7,32 m auf 2,44 m, das sind gerade 17,86 m2. Auf diese kleine Fläche konzentrierten sich während zehn Tagen im Juni die Hoffnungen von 1,3 Milliarden Chinesen. Während drei mal 90 Minuten waren sie, oder zumindest diejenigen unter ihnen, die die Spiele der chinesischen Fußballnationalmannschaft an der WM live am Fernseher oder am Radio verfolgen konnten, bis in die letzte Faser gespannt gewesen, hatten auf Erlösung gewartet, bereit zum großen Jubelschrei. Doch dreimal blieb nach der Vorfreude, nach gebannter Erwartung, nach zunehmender Verzweiflung nur die Enttäuschung. Dabei war ihr Wunsch so bescheiden gewesen. Nichts mehr hatten sie verlangt, als dass das Prinzip des Spiels, „das Runde muss ins Eckige“, einmal für sie Wirklichkeit werde. Es hat nicht sollen sein. 0:9 lautete das Verdikt für China nach der Vorrunde.

Am 4. Juni, einem historischen Tag, fällt der Startschuss. Zum ersten Mal spielt China an einer Fußball-WM mit. Der chinesische Fußballverband hält die Ansprüche niedrig – zeigen, was man kann, lernen, soviel es geht – und die Fans wollen nur eines: „Gebt uns ein Tor!“ Doch die Beijinger Jugendzeitung fordert nichts weniger, als dass China zusammen mit Japan und Südkorea, die am selben Tag ihren Einstand geben, Ostasiens Stern aufgehen lasse, nachdem Saudi-Arabien mit dem 0:8 gegen Deutschland schon „den Ruf ganz Asiens ruiniert“ hat. Und so sind hier im Fremdsprachenverlag die Mittagsgespräche in der Kantine von einem Thema beherrscht: Costa Rica – China. Der eine oder die andere träumt insgeheim von einem Punkt in der ersten Partie. Immerhin sind die Mittelamerikaner auf dem Papier eindeutig schwächer als die anderen Gruppengegner Türkei und Brasilien.

14.30 im fünften Stock von China heute, man wird sehen. Echte Fußballfans und Neugierige haben sich versammelt. Einer, der weiß, was sich gehört, hat schon Bier kühl gestellt. Das Spiel beginnt verhalten. Costa Rica ist spielerisch im Vorteil, die chinesische Verteidigung gibt sich gelassen, bisweilen etwas gar lässig. Ab und zu gelingt den Chinesen ein schneller Vorstoß über die Außenpositionen, doch gefährlich wird es selten. Pausenstand: 0:0. Noch bleibt Hoffnung, noch darf weiter geträumt werden. Zweite Halbzeit, das zweite Bier. Sind nicht ganz kühl geworden, die Getränke, eine Bierfontäne wird mit den Worten quittiert: „Machst du schon den Champagner auf?
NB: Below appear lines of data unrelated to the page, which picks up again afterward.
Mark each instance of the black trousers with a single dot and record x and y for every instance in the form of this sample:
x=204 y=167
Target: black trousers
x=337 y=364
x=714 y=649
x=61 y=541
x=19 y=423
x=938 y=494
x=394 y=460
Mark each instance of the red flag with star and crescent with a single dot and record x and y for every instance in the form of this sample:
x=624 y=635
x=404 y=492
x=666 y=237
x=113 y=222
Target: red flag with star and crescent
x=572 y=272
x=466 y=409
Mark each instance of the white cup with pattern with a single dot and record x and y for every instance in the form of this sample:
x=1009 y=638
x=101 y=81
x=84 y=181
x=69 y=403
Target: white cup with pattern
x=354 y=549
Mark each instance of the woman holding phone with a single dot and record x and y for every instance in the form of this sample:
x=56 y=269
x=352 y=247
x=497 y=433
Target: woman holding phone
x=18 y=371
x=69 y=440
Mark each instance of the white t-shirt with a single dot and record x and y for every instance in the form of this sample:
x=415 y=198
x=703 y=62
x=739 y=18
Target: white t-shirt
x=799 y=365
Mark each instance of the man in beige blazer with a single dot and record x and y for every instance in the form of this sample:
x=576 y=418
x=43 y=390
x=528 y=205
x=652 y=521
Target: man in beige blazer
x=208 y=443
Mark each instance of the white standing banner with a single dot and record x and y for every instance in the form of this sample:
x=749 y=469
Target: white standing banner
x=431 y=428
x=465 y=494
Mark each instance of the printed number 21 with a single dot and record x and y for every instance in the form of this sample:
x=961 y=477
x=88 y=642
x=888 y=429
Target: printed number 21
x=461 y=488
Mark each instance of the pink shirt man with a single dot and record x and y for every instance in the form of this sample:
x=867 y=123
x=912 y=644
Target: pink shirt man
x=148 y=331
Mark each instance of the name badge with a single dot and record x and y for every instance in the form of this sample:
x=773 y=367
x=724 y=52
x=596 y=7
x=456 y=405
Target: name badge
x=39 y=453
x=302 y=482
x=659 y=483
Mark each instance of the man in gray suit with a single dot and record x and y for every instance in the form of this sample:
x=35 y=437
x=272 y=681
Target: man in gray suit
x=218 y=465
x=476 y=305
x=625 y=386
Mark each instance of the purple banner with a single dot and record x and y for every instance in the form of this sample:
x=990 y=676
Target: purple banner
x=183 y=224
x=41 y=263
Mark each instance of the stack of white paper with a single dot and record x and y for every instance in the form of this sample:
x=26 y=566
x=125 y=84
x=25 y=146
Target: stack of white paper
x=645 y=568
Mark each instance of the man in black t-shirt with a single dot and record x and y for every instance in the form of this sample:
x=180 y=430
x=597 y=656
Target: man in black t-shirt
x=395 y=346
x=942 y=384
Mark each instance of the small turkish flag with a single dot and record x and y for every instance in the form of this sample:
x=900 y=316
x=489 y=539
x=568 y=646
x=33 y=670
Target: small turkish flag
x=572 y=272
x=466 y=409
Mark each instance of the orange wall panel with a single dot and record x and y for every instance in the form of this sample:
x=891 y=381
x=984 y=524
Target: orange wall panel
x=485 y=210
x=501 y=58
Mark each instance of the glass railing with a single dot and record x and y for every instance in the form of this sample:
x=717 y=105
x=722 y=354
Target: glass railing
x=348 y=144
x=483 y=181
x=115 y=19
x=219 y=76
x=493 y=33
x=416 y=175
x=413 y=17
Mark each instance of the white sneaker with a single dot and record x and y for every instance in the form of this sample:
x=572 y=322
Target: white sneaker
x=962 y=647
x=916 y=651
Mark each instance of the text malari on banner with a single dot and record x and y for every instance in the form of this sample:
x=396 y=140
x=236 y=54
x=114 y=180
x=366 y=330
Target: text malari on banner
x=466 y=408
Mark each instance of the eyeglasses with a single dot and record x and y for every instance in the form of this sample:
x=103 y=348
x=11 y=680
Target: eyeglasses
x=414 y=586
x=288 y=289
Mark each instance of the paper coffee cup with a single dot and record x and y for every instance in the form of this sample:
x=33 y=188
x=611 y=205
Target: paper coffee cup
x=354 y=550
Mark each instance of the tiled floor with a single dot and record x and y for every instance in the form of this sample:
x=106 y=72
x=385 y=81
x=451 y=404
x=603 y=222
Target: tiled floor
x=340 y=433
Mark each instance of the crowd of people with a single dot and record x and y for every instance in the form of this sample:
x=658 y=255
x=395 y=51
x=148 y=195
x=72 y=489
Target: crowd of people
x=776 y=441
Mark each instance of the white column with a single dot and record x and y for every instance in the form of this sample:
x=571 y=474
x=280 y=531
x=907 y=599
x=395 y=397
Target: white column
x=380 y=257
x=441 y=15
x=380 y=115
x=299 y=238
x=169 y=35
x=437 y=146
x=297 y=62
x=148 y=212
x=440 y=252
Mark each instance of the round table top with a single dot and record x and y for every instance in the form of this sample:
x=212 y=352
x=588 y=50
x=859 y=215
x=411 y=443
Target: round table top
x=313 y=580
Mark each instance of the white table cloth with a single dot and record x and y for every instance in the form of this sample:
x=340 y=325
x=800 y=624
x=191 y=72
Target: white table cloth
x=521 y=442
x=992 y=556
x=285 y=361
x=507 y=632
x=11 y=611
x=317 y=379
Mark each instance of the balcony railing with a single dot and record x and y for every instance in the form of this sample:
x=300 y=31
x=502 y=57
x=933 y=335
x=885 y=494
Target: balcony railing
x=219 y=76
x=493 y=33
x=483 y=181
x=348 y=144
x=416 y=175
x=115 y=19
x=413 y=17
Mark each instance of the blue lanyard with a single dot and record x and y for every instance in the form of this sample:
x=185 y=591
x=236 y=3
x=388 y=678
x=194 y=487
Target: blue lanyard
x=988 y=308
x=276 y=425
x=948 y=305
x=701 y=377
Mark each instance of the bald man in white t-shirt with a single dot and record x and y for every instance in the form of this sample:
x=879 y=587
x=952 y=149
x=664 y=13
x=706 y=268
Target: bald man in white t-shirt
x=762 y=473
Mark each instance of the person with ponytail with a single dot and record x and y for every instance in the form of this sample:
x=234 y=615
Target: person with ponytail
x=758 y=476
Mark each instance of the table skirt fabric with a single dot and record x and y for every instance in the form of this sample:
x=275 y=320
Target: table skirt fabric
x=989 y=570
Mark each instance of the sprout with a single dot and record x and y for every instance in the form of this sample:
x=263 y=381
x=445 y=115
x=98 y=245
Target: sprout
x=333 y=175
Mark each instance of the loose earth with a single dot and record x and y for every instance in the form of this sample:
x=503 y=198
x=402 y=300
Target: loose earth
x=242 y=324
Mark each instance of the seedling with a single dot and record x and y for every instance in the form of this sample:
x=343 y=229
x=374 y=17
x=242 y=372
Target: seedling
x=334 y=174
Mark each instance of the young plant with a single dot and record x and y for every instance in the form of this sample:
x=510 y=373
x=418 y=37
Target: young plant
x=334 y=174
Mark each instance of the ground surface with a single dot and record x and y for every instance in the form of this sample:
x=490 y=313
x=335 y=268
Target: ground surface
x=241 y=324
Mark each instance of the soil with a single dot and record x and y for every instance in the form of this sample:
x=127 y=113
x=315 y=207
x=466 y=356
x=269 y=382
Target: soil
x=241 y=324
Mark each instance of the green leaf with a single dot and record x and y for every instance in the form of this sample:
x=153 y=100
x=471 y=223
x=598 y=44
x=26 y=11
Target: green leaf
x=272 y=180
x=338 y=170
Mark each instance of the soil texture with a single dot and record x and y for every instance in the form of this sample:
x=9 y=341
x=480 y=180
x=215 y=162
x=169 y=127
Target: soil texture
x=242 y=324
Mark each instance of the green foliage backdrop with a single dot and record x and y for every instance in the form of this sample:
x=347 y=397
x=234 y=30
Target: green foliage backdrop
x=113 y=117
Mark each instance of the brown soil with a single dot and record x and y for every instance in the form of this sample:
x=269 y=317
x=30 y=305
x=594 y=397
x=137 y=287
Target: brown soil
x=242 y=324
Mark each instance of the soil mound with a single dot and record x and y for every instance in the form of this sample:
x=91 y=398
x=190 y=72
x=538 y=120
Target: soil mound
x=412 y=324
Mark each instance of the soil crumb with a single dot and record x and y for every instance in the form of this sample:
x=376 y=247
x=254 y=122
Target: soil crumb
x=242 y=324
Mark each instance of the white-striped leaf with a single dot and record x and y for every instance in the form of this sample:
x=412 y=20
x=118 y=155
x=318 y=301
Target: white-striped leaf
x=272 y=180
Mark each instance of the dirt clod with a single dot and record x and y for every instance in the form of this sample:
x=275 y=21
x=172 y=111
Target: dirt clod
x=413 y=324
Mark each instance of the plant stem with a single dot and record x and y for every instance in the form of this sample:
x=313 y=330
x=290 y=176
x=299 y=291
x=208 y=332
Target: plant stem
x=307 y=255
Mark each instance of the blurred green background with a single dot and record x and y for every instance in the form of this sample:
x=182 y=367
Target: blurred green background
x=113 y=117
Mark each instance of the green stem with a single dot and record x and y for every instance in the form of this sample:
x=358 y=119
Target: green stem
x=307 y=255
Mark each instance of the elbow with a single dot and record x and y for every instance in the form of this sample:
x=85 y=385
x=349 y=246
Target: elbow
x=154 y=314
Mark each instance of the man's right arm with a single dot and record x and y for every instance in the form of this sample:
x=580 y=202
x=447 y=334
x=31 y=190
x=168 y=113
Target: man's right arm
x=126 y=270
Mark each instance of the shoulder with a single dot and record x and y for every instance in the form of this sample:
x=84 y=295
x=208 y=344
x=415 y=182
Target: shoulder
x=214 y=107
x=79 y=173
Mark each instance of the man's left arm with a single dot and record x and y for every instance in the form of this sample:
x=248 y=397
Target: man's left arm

Ist doch noch gar kein Tor gefallen!“ 61. Minute: Der erste Dämpfer für die chinesischen Erwartungen – Costa Rica geht in Führung. Vier Minuten später die kalte Dusche: 2:0. Ich vernehme spöttisches Gelächter. Wer höher fliegende Träume hatte, besinnt sich auf seine Rückzugsposition (ein Tor für China), die anderen haben es schon immer gewusst: China hat an dieser WM keine Chance.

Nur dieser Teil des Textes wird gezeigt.